The presence and success of Ugandan Asians in Leicester, together with the impact of other communities, has transformed Leicester’s self-understanding as a city – from resistance to newcomers up to the 1970s, to the current ‘one Leicester’ ethos, which embraces diversity.
And it is true of the University, which was an early pioneer of inclusion – attracting overseas lecturers and students in what was formerly a predominantly white mono-cultural society.
Immigration has played a huge part in enriching the city and the University, and generations have studied at Leicester. Members of the Ugandan Asian community have also supported the University’s fundraising and sat on the University’s governing body.
The story of the Ugandan Asians has been told in a powerful ways though media, art and a wonderful exhibition in the city. It is a story that bears repeating because it provides a salutary lesson about the power of the human spirt to overcome adversity, and demonstrates the importance of inclusion and equality in altering destinies.
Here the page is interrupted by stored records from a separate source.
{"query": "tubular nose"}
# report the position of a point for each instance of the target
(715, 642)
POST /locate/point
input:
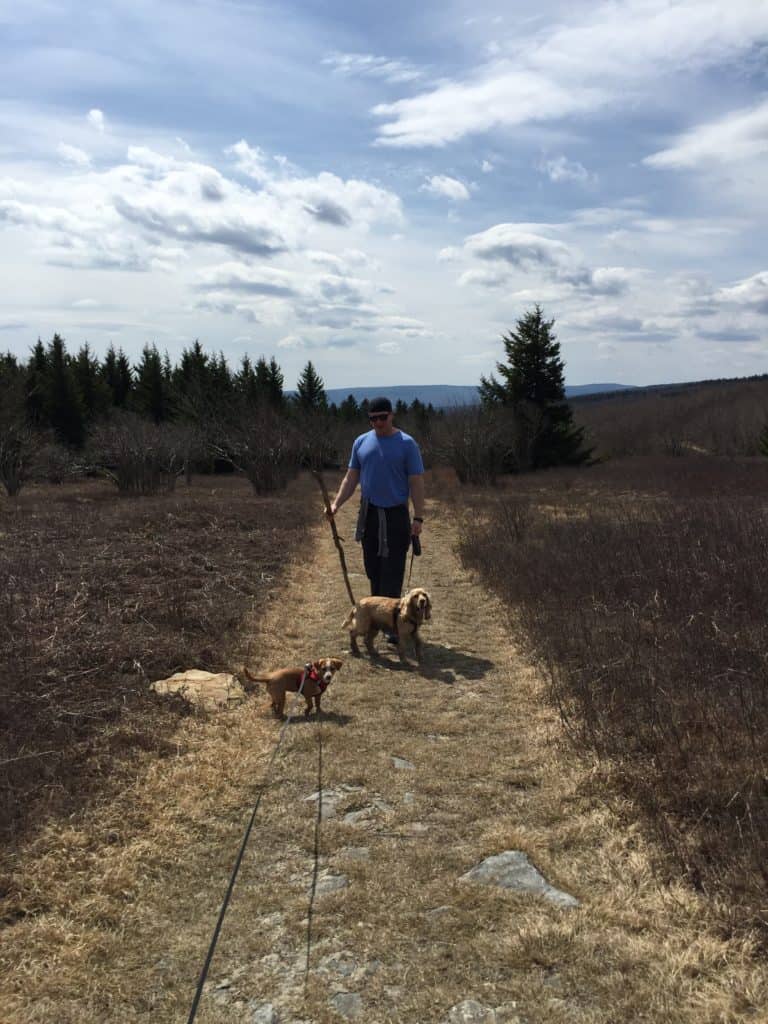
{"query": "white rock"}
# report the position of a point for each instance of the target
(513, 870)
As an immigrant myself, who never returned to my country of origin that was then torn by civil war, the story of the Ugandan Asians strikes a chord. Even though their plight was a continent away from me, it shows how universal the human experience of displacement can be and how real is the struggle for a sense of identity and a place to call home.
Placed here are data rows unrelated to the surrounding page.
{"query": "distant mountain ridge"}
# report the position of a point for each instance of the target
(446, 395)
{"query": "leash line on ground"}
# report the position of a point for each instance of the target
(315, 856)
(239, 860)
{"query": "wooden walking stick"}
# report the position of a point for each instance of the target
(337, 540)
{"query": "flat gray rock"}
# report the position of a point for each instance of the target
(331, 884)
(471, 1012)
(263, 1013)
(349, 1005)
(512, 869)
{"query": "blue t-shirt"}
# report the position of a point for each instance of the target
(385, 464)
That is why I am so proud of Leicester and why – like so many others from around the world – we have found a place to call home. Led by academic colleagues, the University marked the anniversary of the Ugandan Asians with a series of public events at the University, in local community venues, and at the Leicester Museum, providing a milestone in engagement between us and the diverse communities of the city.
We were proud to welcome the City Mayor who is a great champion and advocate for the city, and to engage with diverse communities. It aligns with the University’s vision to reflect Leicester’s multicultural make-up, and its reputation as a longstanding supporter of migrants and refugees settling into the city. Our research focuses on migration, citizenship, social movements, and engagement. It provides greater knowledge, understanding and insights into the complexities of immigration, settlement and integration.
Ugandan Asians epitomise the values of the University in creating Citizens of Change – they were migrants who came to Leicester and changed it for the better.